Overdose deaths reach six for the week in Trumbull County, investigator says


By Ed Runyan

runyan@vindy.com

WARREN

Capt. Jeff Orr says he doesn’t think he’s ever seen a week like the one that is ending today — 19 confirmed drug overdoses in Trumbull County, six of them fatal.

In a county with a serious drug problem and 54 overdose deaths in 2014, this week marks a new low, he said.

He suspects the reason is because drug dealers are giving addicts heroin laced with fentanyl, a drug he says is 100 times more powerful than heroin.

Orr, commander of the Trumbull Ashtabula Law Enforcement Task Force, one of the county’s top narcotics agencies, has been in law enforcement 30 years.

Trumbull County’s corner, Dr.
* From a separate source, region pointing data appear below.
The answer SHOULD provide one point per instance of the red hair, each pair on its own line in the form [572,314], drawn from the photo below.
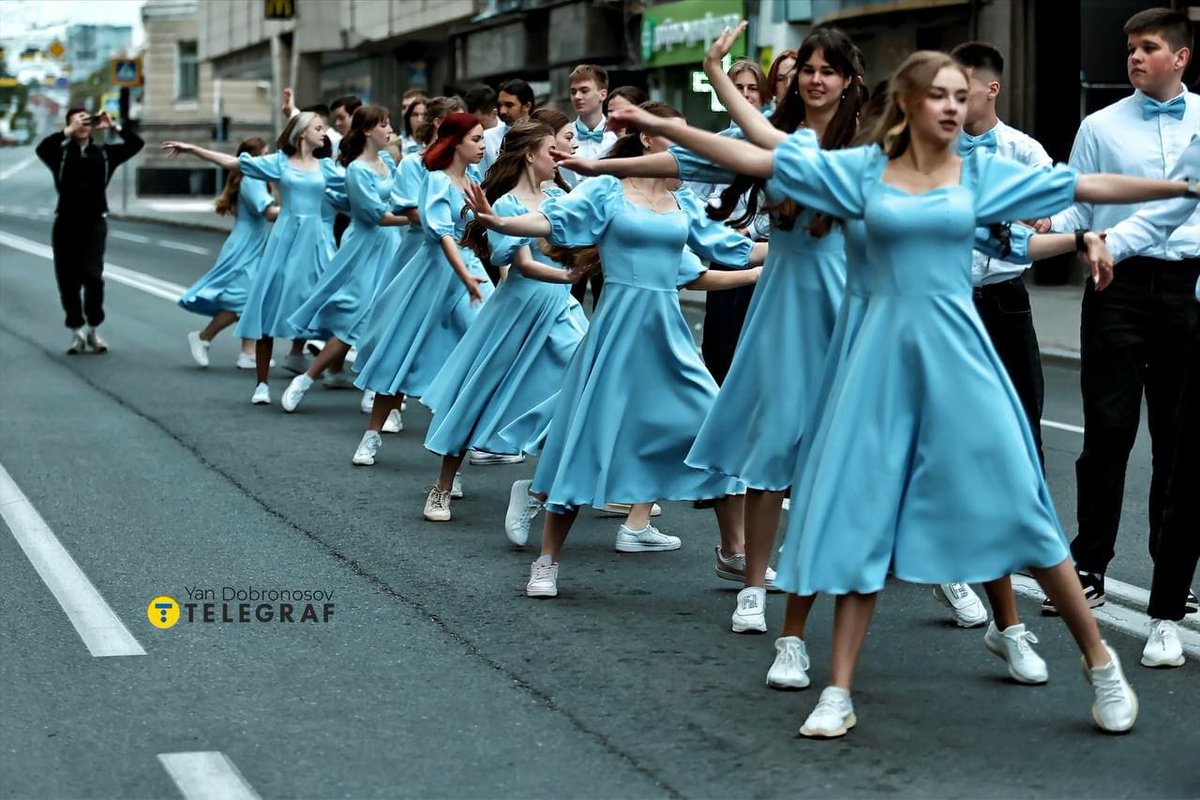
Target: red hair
[451,132]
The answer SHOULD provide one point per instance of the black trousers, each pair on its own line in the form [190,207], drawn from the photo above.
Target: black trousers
[725,313]
[1179,539]
[1134,341]
[79,266]
[1006,313]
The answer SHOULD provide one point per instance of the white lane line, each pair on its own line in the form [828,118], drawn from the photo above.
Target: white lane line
[1061,426]
[1114,614]
[16,168]
[135,238]
[207,775]
[186,248]
[101,630]
[141,281]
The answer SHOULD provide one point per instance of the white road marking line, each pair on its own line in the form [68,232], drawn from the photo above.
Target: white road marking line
[101,630]
[203,775]
[1062,426]
[135,238]
[16,168]
[186,248]
[1114,614]
[133,278]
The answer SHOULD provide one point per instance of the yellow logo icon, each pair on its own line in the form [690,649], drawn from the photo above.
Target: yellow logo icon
[163,612]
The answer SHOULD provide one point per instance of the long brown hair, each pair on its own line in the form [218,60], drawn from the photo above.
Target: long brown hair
[847,61]
[365,119]
[503,175]
[910,83]
[227,204]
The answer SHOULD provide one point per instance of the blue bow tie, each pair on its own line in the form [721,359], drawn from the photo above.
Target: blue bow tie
[1175,107]
[583,134]
[967,143]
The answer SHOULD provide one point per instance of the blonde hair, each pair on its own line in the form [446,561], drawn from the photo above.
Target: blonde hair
[910,83]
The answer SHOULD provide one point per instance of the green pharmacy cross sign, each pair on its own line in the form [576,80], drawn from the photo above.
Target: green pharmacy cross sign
[681,32]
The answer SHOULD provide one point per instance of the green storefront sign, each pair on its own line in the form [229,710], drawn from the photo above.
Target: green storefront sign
[679,32]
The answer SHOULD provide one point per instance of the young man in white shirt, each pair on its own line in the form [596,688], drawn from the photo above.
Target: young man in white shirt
[1134,334]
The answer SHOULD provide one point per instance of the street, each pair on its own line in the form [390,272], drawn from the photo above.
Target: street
[435,675]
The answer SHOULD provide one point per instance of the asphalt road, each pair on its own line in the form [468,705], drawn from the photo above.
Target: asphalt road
[436,677]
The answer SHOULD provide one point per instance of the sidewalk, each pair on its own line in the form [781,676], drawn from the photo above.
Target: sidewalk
[1055,308]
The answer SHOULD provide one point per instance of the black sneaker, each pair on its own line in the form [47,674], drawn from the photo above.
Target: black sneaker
[1093,591]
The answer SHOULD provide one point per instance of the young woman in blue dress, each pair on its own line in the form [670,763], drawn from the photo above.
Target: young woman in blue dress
[921,461]
[221,293]
[419,318]
[514,355]
[300,245]
[335,308]
[613,437]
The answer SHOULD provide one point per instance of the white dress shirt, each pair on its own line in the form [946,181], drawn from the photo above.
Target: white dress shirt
[1024,149]
[1120,139]
[588,149]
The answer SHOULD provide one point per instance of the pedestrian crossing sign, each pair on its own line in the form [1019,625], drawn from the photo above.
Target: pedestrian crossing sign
[126,72]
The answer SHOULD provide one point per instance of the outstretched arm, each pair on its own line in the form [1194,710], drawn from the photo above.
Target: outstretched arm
[756,127]
[725,151]
[219,158]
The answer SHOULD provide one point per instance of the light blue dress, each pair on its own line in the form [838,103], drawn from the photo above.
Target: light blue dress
[419,318]
[337,304]
[225,286]
[298,250]
[919,457]
[513,358]
[636,391]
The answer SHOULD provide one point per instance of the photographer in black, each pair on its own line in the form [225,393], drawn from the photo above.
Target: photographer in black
[82,170]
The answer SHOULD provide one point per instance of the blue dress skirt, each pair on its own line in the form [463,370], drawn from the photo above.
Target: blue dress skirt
[636,391]
[337,302]
[511,359]
[919,458]
[299,248]
[225,286]
[418,319]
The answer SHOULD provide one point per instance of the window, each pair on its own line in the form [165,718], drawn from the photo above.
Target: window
[187,72]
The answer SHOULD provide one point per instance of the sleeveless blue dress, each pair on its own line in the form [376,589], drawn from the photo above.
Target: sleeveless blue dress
[513,356]
[337,302]
[419,318]
[298,250]
[919,457]
[636,391]
[225,286]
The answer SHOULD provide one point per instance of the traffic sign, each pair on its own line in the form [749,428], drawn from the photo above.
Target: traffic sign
[126,72]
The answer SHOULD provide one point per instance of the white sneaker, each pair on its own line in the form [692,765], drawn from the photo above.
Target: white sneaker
[749,617]
[648,540]
[437,505]
[543,578]
[961,599]
[791,668]
[480,458]
[294,392]
[78,343]
[199,348]
[1013,645]
[1115,709]
[833,716]
[364,456]
[343,379]
[733,567]
[623,509]
[522,509]
[1163,648]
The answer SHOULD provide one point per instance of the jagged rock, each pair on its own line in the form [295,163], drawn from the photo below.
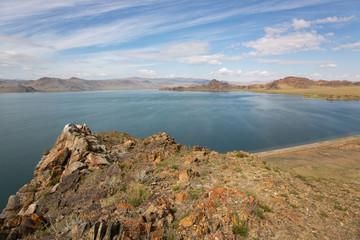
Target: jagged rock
[31,209]
[54,188]
[113,170]
[27,198]
[13,203]
[54,158]
[72,168]
[221,204]
[68,181]
[93,160]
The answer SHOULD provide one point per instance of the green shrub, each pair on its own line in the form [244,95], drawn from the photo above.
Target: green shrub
[195,193]
[266,208]
[137,196]
[259,213]
[240,229]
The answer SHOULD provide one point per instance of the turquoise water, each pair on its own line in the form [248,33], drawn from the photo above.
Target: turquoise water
[31,122]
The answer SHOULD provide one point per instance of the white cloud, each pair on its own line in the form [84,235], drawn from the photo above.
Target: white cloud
[287,61]
[348,45]
[283,44]
[147,73]
[27,68]
[329,65]
[187,48]
[11,56]
[316,75]
[258,73]
[300,23]
[225,71]
[292,37]
[333,19]
[213,60]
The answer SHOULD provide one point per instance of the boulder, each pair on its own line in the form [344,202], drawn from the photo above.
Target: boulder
[13,203]
[93,160]
[72,168]
[31,209]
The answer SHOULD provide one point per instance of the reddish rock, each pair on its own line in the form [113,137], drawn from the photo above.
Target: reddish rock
[183,176]
[93,160]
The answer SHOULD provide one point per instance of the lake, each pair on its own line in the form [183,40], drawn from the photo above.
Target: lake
[31,122]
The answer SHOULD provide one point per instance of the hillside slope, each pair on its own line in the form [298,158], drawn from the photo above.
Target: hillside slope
[47,84]
[115,186]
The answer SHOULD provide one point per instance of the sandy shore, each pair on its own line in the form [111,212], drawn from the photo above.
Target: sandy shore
[308,146]
[337,159]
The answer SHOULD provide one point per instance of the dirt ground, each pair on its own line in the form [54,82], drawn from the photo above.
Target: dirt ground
[337,159]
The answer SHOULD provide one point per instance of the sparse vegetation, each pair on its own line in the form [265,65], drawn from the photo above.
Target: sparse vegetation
[175,187]
[194,194]
[137,195]
[240,229]
[259,213]
[142,176]
[265,208]
[46,152]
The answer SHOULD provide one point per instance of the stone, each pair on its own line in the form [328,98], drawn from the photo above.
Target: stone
[113,170]
[54,188]
[29,224]
[183,176]
[27,198]
[13,203]
[93,160]
[129,144]
[68,181]
[54,158]
[181,197]
[72,168]
[31,209]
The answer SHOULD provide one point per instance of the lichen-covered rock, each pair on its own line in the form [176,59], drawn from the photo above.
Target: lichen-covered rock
[114,186]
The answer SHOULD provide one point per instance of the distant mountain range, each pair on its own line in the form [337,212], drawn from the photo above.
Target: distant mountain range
[298,82]
[47,84]
[284,83]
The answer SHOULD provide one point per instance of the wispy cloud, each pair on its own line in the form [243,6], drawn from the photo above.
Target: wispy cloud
[287,61]
[284,44]
[10,56]
[348,46]
[329,65]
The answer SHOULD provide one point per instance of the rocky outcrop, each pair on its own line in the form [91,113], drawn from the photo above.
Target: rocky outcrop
[213,86]
[115,186]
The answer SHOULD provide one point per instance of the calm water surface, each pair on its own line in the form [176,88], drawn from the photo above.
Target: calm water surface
[31,122]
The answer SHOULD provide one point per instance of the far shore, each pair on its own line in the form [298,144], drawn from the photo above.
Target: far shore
[307,146]
[335,160]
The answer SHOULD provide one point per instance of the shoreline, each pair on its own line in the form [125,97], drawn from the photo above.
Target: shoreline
[306,146]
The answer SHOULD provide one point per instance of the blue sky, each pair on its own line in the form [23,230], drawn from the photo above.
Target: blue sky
[248,40]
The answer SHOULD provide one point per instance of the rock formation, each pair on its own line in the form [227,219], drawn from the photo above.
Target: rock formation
[115,186]
[213,86]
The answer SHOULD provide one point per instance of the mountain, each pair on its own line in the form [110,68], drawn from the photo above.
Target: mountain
[303,83]
[115,186]
[213,86]
[47,84]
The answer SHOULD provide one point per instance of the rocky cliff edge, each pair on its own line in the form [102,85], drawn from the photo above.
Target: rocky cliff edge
[115,186]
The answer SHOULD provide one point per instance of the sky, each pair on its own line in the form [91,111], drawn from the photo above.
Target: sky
[247,41]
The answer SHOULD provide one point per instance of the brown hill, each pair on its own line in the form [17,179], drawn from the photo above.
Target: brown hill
[291,82]
[47,84]
[114,186]
[213,86]
[303,83]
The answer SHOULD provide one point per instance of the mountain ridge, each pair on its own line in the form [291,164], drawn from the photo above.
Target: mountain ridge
[49,84]
[115,186]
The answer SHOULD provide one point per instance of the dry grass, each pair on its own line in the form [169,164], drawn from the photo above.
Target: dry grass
[315,92]
[340,161]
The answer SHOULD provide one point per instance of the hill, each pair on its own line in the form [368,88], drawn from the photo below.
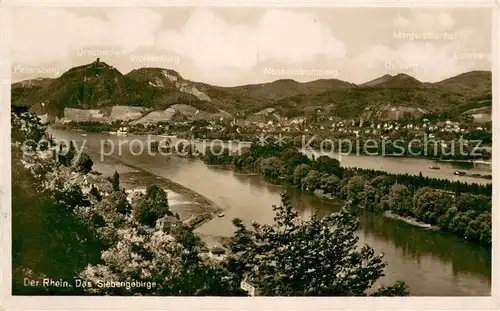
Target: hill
[100,86]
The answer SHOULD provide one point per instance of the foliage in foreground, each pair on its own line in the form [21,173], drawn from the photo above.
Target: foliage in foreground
[63,232]
[317,257]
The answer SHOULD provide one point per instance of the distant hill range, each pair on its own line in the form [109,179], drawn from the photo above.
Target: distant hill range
[98,91]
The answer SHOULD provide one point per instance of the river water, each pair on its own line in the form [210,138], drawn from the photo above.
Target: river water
[431,263]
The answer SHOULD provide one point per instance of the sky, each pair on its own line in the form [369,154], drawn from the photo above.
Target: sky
[237,46]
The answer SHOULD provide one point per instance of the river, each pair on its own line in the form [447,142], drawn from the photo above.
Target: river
[431,263]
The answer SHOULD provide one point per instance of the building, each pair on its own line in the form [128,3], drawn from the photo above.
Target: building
[249,287]
[168,224]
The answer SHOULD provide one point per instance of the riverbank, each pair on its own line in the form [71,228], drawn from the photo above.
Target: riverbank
[193,208]
[410,220]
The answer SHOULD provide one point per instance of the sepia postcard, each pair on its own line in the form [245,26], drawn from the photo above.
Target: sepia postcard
[249,156]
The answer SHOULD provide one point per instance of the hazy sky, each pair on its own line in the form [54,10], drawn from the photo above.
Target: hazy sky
[234,46]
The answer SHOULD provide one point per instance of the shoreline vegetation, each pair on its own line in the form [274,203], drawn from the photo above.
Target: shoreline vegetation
[66,228]
[430,152]
[86,236]
[144,177]
[460,208]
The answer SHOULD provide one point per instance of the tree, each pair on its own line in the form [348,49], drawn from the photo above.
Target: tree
[168,265]
[300,172]
[399,199]
[152,206]
[327,164]
[84,164]
[354,188]
[293,257]
[116,181]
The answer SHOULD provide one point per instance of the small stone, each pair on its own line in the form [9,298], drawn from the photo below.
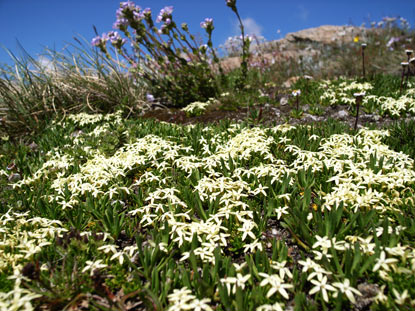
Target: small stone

Humphrey Germaniuk, said Thursday he had seen five overdose deaths this week, and the total for the year would reach a record if the pace continued.

Orr said he has a message for other police agencies, and he doesn’t have time to call a meeting to tell them — investigate every overdose death as a crime.

Mixing heroin with fentanyl kills people, and the dealers doing it need to be held accountable, Orr said. Law enforcement needs to investigate every overdose so that the source of the drugs — the dealer — can be determined.

The cellphone with numbers in it and other evidence to trace the source of the drugs needs to be gathered at the time of the overdose, because it’s not practical to start an investigation two months later, after toxicology results determine what drugs killed someone, he said.

“We don’t know the reason people are overdosing,” Orr said, adding that 19 sounds like a lot of overdoses in one week, but he’s sure the actual number is higher.

The protocols followed by police and ambulance agencies in the county vary widely, he said. Some agencies investigate overdoses. Other agencies transport the person to the hospital and never call out police.

Furthermore, without investigating overdoses, it will not be apparent how deadly the current drug problem is, and funding for treatment will remain at unacceptable levels, he said.